Direkt nach der Urteilsverkündung wendet sich Ehara an den vollen Gerichtssaal und nennt den Namen einer noch nicht identifizierten Leiche, die vor drei Tagen in einem leer stehenden Gebäude in Yokohama gefunden wurde. Aber wie gelang Ehara an diese Information? Er kann unmöglich der Mörder sein, da er zum Tatzeitpunkt des Mordes eine junge Frau am Bahnhof begrabscht hat. Wie hätte Ehara zwei Verbrechen zur gleichen Zeit begehen können? War die sexuelle Belästigung nur ein Täuschungsmanöver? Eharas Strafverteidigerin, Saori Shirosaki, ist überzeugt davon, dass Detektiv Takayuki Yagami Licht ins Dunkel bringen kann und bittet ihn um Hilfe. Schnell findet Yagami heraus, dass es sich bei der Leiche Hiro Mikoshiba es sich um einen Referendar einer Privatschule aus Yokohama handelt, der vier Jahre zuvor beschuldigt wurde Eharas Sohn gemobbt und diesen somit in den Suizid getrieben zu haben. 

Die verworrene Geschichte um einen Mordfall in Yokohama, einer sexuellen Belästigung und Mobbing an einer Privatschule entfaltet sich nur gemächlich und es vergehen einige Spielstunden bis wir überhaupt anfangen die gut gesetzten Puzzlestücke zusammen zu setzen. Fans der Reihe sind es jedoch gewohnt, dass man sich Zeit für die Charaktere und die Geschichte nimmt, auf diese Weise, können auch Neulinge schnell in die Welt von „Lost Judgment“ eintauchen und müssen nicht unbedingt den Vorgänger gespielt haben.

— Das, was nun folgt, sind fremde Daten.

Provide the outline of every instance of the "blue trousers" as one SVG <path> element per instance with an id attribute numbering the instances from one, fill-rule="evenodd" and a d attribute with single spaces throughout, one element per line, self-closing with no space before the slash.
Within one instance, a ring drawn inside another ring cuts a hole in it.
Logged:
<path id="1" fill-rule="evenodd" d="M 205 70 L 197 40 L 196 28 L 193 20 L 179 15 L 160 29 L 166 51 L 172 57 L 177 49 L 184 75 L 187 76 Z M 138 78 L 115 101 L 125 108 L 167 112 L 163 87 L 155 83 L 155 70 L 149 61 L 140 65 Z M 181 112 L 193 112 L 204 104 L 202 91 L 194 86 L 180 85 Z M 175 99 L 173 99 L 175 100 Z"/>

Einmal Durschnitt Deluxe bitte

Wer die Yakuza Reihe kennt, der weiß, dass vor allem die spannenden Geschichten durchweg überzeugen können. Spielerisch glänzt man eher durch Masse statt Klasse und diese Tradition behält auch „Lost Judgment“ bei. Die Spieler bekommen eine Fülle an Mini Games, Nebenquests, Freizeitaktivitäten und ein voll funktionsfähiges Master System mit Vollversionen wie „Alex Kidd in Miracle World“. Zudem kann man die Arcade Hallen aufsuchen und Kampfspiele wie „Virtua Fighter 5“ oder „Sonic Fighters“ entweder Solo oder im 2 Spieler Modus durchspielen. Ihr merkt sicherlich schon, dass man unzählige Stunden mit „Lost Judgment“ verbringen könnte und die Spielerfahrung weit über nur ein Spiel hinausgehen kann.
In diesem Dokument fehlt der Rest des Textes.